《Using Python to Access Web Data》Week4 Programs that Surf the Web 课堂笔记-优快云博客

本文链接：https://blog.youkuaiyun.com/qq_28392015/article/details/133062202

本文介绍Python如何处理Unicode字符，使用urllib和BeautifulSoup库进行网页数据采集与解析，包括读取网页、解析HTML及网络爬虫实践。

摘要生成于 C知道，由 DeepSeek-R1 满血版支持，前往体验 >

Coursera课程《Using Python to Access Web Data》密歇根大学

Week4 Programs that Surf the Web

12.3 Unicode Characters and Strings

Representing Simple Strings

使用ASCII码，每个字符都被一个0到256的数字表示来存在8bits的内存里。

使用ord()函数可以查询，指定字符所对应的ASCII码。

>>> print(ord('H'))
72
>>> print(ord('e'))
101
>>> print(ord('\n'))
10

Multi-Byte Characters

unicode是为了解决之前编码只考虑英文字符的问题而出现的，因为以前的ASCII码只使用一个字节来表示字符，所以它最多也只能表示256个字符，如果只使用英文是够用的，但是事实是世界要发展，所以出现各种字符，那么它就不够用了。于是就出现了许多的编码方式，例如中国就出了GBK编码。但是这是不适于国家与国家之间的交流的，于是ISO就指定了unicode这个编码标准。

unicode现在通常是使用两个字节来表示一个字符，但是其实它可以被看成一个字符集，它将所有字符都定义了一个唯一的ID，这样网络就能有一个统一的字符表，不再出现之前的需要相互转化的问题。

那么新的问题就是直接使用unicode来表示字符时，它有时候会浪费空间，在编码表中靠前的字符，例如英文字符，它前一字节就是0000，后一字节才是它真正的序号。

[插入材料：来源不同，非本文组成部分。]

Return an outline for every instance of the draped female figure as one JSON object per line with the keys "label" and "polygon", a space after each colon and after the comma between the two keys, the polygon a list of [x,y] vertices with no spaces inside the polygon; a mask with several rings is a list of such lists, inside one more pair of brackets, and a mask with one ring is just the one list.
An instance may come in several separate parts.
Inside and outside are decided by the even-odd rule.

于是，在网络传输中，由于网络带宽并没有这么的理想，大家肯定就会嫌弃unicode编码浪费带宽，所以，于1992年创建，由Ken Thompson创建了UTF传输标准，它的全名是Unicode Transformation Format，这个全名就能明白了UTF的意思。

UTF是针对unicode的一种网络传输标准，按照我们通信的人来说，它就是一种针对unicode的编码方式。它现在有UTF-7、UTF-7.5、UTF-8、UTF-16、UTF-32几种格式，当然现在最为流行的就是其中的UTF-8。它是一种变长的编码方式，这样就能减少网络传输中的数据量，所以在网络传输中，大家都用它。

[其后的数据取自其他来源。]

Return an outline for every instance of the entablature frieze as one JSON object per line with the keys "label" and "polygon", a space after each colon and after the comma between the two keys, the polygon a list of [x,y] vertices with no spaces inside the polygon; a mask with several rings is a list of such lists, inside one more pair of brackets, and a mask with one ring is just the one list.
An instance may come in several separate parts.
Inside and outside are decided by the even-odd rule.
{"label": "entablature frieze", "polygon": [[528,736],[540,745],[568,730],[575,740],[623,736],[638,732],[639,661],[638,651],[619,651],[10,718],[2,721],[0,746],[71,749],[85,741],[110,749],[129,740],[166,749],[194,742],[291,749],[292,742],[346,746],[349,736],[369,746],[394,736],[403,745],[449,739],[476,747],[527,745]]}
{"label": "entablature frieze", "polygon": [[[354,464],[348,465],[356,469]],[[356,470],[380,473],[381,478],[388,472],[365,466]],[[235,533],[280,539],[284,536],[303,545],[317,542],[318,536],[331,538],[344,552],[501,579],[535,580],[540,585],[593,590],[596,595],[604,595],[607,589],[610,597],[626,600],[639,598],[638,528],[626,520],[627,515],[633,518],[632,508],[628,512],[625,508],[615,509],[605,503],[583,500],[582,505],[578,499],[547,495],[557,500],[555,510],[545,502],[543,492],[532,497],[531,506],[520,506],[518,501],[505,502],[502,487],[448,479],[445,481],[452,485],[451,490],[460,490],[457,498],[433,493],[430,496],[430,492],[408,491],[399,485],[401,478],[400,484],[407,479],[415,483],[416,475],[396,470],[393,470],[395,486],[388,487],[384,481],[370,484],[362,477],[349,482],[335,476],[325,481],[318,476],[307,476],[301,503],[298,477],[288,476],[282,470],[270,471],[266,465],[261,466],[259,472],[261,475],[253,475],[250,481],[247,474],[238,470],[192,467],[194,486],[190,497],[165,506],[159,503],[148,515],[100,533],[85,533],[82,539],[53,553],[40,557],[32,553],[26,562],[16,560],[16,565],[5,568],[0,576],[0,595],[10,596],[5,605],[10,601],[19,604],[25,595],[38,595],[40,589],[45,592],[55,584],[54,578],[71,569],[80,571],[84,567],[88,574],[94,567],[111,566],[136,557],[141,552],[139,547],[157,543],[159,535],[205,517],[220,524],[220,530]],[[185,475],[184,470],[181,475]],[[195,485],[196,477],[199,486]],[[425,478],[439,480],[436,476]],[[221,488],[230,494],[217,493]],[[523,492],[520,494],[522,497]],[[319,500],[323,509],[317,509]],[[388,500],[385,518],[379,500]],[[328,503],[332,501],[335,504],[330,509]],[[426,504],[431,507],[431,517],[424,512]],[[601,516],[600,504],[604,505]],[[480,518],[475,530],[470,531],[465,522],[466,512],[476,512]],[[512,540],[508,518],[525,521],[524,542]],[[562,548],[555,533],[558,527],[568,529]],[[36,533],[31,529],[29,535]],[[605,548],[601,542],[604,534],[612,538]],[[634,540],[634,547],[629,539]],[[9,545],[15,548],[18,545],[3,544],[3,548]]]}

Two Kinds of Strings in Python

# python 2.7.10
>>> x = '我爱你'
>>> type(x)
<type 'str'>
>>> x = u'我爱你'
>>> type(x)
<type 'unicode'>

# python 3.5.1
>>> x = '我爱你'
>>> type(x)
<class 'str'>
>>> x = u'我爱你'
>>> type(x)
<class 'str'>

Python2 Versus Python3

# Python 2.7.10
>>> x = b'abc'
>>> type(x)
<type 'str'>
>>> x = '我爱你'
>>> type(x)
<type 'str'>
>>> x = u'我爱你'
>>> type(x)
<type 'unicode'>

# Python 3.5.1
>>> x = b'abc'
>>> type(x)
<class 'bytes'>
>>> x = '我爱你'
>>> type(x)
<class 'str'>
>>> x = u'我爱你'
>>> type(x)
<class 'str'>

在python3内部，所有的字符都是unicode编码，unicode与UTF-8并不能直接通用，所有在字符出入的时候就要加上encode()与decode()。

Python Strings to Bytes

当我们与外部资源通信时，比如说一个网络socket，我们就要发送bytes。所以我们要把Python3的strings来encode。

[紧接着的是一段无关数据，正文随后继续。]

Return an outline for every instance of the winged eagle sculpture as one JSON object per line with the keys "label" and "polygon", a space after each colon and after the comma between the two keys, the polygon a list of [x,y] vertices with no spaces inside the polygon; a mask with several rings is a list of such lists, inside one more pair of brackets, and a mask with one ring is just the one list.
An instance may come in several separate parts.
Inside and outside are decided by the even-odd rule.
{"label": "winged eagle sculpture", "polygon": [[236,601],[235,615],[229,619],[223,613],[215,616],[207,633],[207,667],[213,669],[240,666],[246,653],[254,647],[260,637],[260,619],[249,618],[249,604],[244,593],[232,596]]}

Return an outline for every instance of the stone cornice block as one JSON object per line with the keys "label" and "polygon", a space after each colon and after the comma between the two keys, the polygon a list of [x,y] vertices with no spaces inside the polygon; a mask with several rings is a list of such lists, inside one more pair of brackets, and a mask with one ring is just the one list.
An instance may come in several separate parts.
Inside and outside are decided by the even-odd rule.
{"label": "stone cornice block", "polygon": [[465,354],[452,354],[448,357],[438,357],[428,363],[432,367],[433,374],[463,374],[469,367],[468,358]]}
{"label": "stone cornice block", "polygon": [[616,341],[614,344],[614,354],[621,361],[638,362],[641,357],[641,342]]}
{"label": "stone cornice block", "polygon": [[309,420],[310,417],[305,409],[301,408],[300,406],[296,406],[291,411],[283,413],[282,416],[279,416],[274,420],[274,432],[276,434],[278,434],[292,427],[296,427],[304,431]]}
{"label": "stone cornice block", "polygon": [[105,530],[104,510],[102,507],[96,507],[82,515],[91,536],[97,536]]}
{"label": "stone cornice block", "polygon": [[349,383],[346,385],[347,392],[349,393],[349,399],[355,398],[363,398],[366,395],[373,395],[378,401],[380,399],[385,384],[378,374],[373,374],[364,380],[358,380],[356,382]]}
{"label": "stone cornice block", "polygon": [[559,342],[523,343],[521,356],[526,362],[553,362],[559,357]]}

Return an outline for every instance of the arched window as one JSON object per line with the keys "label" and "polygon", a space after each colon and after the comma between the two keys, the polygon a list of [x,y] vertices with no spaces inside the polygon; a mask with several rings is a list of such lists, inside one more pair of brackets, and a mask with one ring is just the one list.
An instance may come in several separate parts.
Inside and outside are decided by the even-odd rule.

当我们读取外部资源发来的数据时，我们就要把它decode变成strings。

while True:
    data = mysock.recv(512)
    if (len(data) < 1):
        break
    mystring = data.decode()
    print(mystring)

也就是说，在网络上大家用bytes(它包含UTF-8等)交流，而在自己的程序里使用unicode。

12.4 Retrieving Web Pages

Using urllib in Python

由于HTTP现在太普遍了，所以我们有一个库可以做所有的socket工作，以及让网页看起来像文件一样。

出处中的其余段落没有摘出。